The increasing concern worldwide over the adverse effects of endocrine disruptors on human health has created a need for screening systems to detect xenoestrogens, a diverse group of environmental chemicals that mimic estrogenic actions and are hypothesized to decrease male fertility. Here, we describe a novel, class-selective detector that uses fast impedance measurements to monitor the binding of estrogen and xenoestrogens to a native estrogen receptor. We embedded the receptor in synthetic lipid bilayers attached to gold electrodes. The lipid bilayers serve as electrical circuits constructed of resistors and capacitors.
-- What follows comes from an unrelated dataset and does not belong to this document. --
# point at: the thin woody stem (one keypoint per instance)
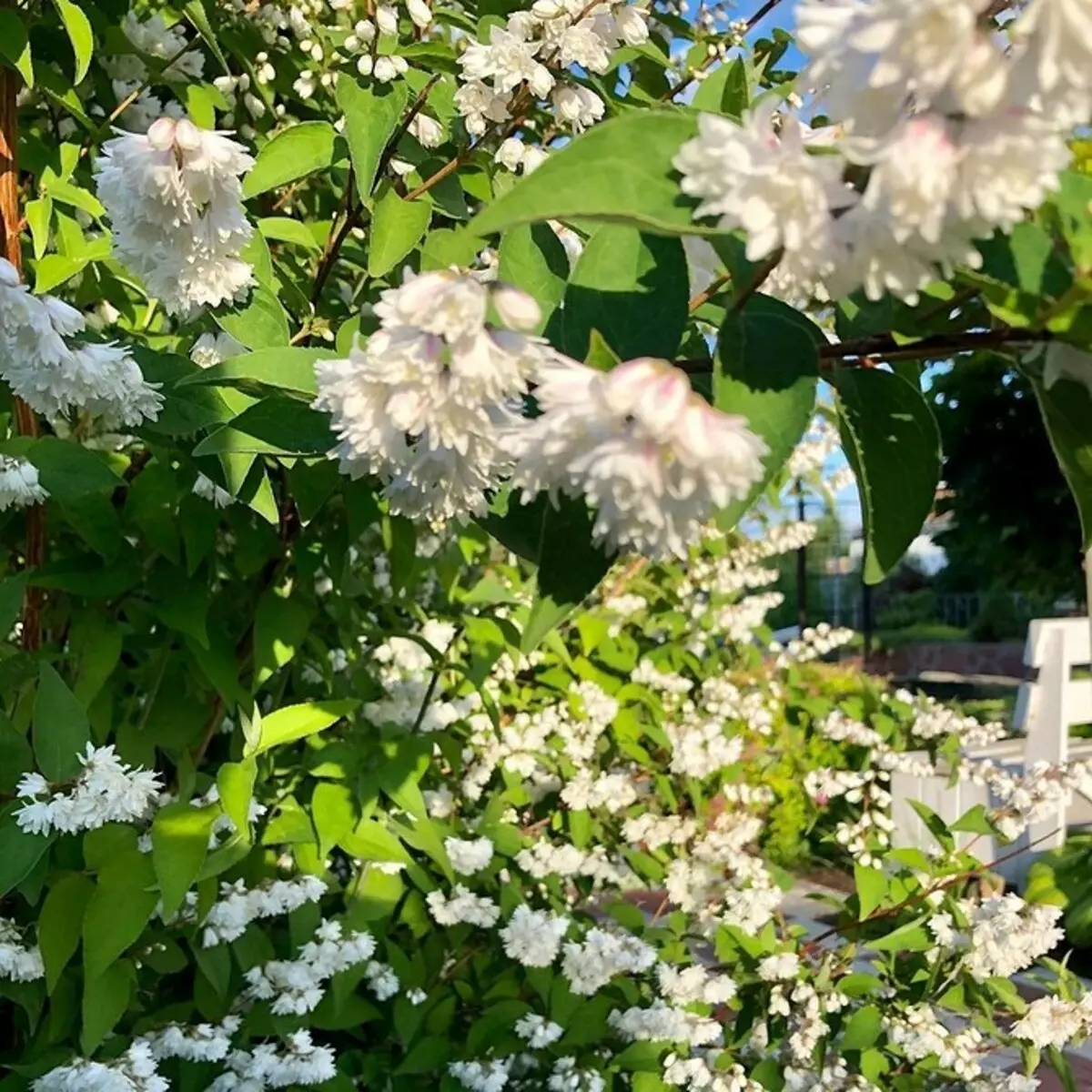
(25, 420)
Estrogen binding to the receptor-modified electrode is immediately followed by conformational changes in the lipid layer, leading to alterations of the electrical circuit components that are detected by fast impedance measurements. The electrochemical system enabled characterization of changes in the bilayer structure and quantification of estrogen binding to the receptor. To assess the effectiveness of the method for detecting environmental estrogenic chemicals, we chose two classes of xenoestrogens: bisphenol A, a synthetic xenoestrogen, and genistein, a phytoestrogen. This system is highly sensitive and amenable to use in the field, providing an efficient and economic tool for measuring minuscule amounts of endocrine-disrupting chemicals in environmental or human samples.